The primary mutation associated with resistance to tenofovir is K65R, although varying degrees of decreased susceptibility to tenofovir may be conferred by zidovudine-associated mutations (eg, M41L, L210W), according to the number of specific mutations present.
Gastrointestinal complaints (eg, nausea, diarrhea, vomiting, flatulence) are the most common side effects but rarely require discontinuation of therapy. Other potential adverse effects include headache and asthenia. Preclinical studies in several animal species have demonstrated bone toxicity (eg, osteomalacia); however, to date there has been no evidence of bone toxicity in humans. Cases of renal impairment, including acute renal failure and Fanconi's syndrome, have been reported in patients receiving tenofovir. Tenofovir may compete with other drugs that are actively secreted by the kidneys, such as cidofovir, acyclovir, and ganciclovir. The combination of tenofovir with didanosine is associated with both decreased virologic efficacy and increased toxicity (due to increased didanosine levels) and therefore should be avoided.
ZALCITABINE
Zalcitabine (ddC) is a cytosine analog with high oral bioavailability (> 80%) and a relatively long intracellular half-life (10 hours) despite its elimination half-life of 1-2 hours (Figure 49-2). However, plasma levels decrease by 25-39% when the drug is administered with food or antacids. Cerebrospinal fluid concentrations are approximately 20% of those in the plasma.
Although a variety of mutations associated with in vitro resistance to zalcitabine have been described (eg, T69D, K65R, M184V, L74V), phenotypic resistance appears to be rare, particularly in combination regimens.
Zalcitabine therapy is associated with a dose-dependent peripheral neuropathy that can be treatment-limiting in 10-20% of patients but appears to be slowly reversible if treatment is stopped promptly. The potential for causing peripheral neuropathy constitutes a relative contraindication to use with other drugs that may cause this toxicity, including stavudine, didanosine, and isoniazid. Decreased renal clearance caused by amphotericin B, foscarnet, and aminoglycosides may increase the risk of zalcitabine neuropathy. The other major reported toxicity is oral and esophageal ulcerations. Pancreatitis occurs less frequently than with didanosine administration, but co-administration of other drugs that cause pancreatitis may increase the frequency of this adverse effect. Headache, nausea, rash, and arthralgias may occur but tend to be mild or resolve during therapy. Cardiomyopathy has rarely been reported. Zalcitabine causes thymic lymphomas in rodents, but no clinical correlates have been observed in humans.

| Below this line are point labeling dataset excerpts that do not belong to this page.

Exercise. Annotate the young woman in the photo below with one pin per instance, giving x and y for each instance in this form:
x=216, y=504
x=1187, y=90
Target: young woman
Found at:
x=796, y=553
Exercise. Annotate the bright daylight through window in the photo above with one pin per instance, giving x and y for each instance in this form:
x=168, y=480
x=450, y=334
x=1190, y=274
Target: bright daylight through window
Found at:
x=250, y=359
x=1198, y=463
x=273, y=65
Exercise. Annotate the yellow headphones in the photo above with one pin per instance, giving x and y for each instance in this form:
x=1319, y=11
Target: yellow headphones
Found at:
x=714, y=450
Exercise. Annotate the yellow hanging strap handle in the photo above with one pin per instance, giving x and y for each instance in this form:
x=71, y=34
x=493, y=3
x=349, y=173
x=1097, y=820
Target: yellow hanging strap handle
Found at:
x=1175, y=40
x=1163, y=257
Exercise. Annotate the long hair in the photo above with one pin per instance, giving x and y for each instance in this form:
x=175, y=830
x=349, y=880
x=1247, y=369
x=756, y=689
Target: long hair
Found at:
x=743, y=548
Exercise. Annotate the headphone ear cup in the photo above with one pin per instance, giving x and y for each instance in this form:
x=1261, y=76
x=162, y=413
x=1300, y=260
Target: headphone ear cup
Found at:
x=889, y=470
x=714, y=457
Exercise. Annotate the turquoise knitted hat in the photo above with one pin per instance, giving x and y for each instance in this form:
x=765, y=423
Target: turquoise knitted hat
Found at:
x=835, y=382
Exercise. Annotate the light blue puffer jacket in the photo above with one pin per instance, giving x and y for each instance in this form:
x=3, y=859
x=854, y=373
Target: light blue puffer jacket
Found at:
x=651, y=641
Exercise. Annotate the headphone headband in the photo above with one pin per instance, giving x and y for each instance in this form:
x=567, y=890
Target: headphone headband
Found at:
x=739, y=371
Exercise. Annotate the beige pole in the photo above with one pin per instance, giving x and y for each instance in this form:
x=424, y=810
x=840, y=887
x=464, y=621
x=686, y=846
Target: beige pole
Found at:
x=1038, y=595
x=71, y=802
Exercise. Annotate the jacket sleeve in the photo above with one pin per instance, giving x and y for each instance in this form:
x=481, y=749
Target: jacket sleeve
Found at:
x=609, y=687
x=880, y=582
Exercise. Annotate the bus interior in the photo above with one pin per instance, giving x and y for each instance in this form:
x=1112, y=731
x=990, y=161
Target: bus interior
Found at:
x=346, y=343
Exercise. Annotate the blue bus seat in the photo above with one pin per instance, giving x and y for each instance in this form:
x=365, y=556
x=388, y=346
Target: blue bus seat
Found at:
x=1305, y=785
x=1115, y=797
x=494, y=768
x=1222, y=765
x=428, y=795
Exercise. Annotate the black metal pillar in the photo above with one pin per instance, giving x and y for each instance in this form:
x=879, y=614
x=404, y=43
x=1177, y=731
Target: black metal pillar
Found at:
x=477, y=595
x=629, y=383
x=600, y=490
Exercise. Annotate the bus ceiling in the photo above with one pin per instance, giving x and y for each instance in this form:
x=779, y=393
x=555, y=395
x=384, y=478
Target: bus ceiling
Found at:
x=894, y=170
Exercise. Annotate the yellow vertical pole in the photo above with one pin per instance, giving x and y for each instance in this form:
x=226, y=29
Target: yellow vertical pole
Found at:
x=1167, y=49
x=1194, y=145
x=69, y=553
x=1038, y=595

The AUC of zalcitabine increases when co-administered with probenecid or cimetidine, and bioavailability decreases with concurrent antacids or metoclopramide. Lamivudine inhibits the phosphorylation of zalcitabine in vitro, potentially interfering with its efficacy.
ZIDOVUDINE
Zidovudine (azidothymidine; AZT) is a deoxythymidine analog (Figure 49-2) that is well absorbed from the gut and distributed to most body tissues and fluids, including the cerebrospinal fluid, where drug levels are 60-65% of those in serum. The serum half-life averages 1 hour, and the intracellular half-life of the phosphorylated compound is 3-7 hours. Zidovudine is eliminated primarily by renal excretion following glucuronidation in the liver. Clearance of zidovudine is reduced by approximately 50% in uremic patients, and toxicity may increase in patients with advanced hepatic insufficiency.
Zidovudine was the first antiretroviral agent to be approved and has been well studied. The drug has been shown to decrease the rate of clinical disease progression and prolong survival in HIV-infected individuals. Efficacy has also been demonstrated in the treatment of HIV-associated dementia and thrombocytopenia. In pregnancy (Table 49-5), a regimen of oral zidovudine beginning between 14 and 34 weeks of gestation (100 mg five times a day), intravenous zidovudine during labor (2 mg/kg over 1 hour, then 1 mg/kg/h by continuous infusion), and zidovudine syrup to the neonate from birth through 6 weeks of age (2 mg/kg every 6 hours) has been shown to reduce the rate of vertical (mother-to-newborn) transmission of HIV by up to 23%.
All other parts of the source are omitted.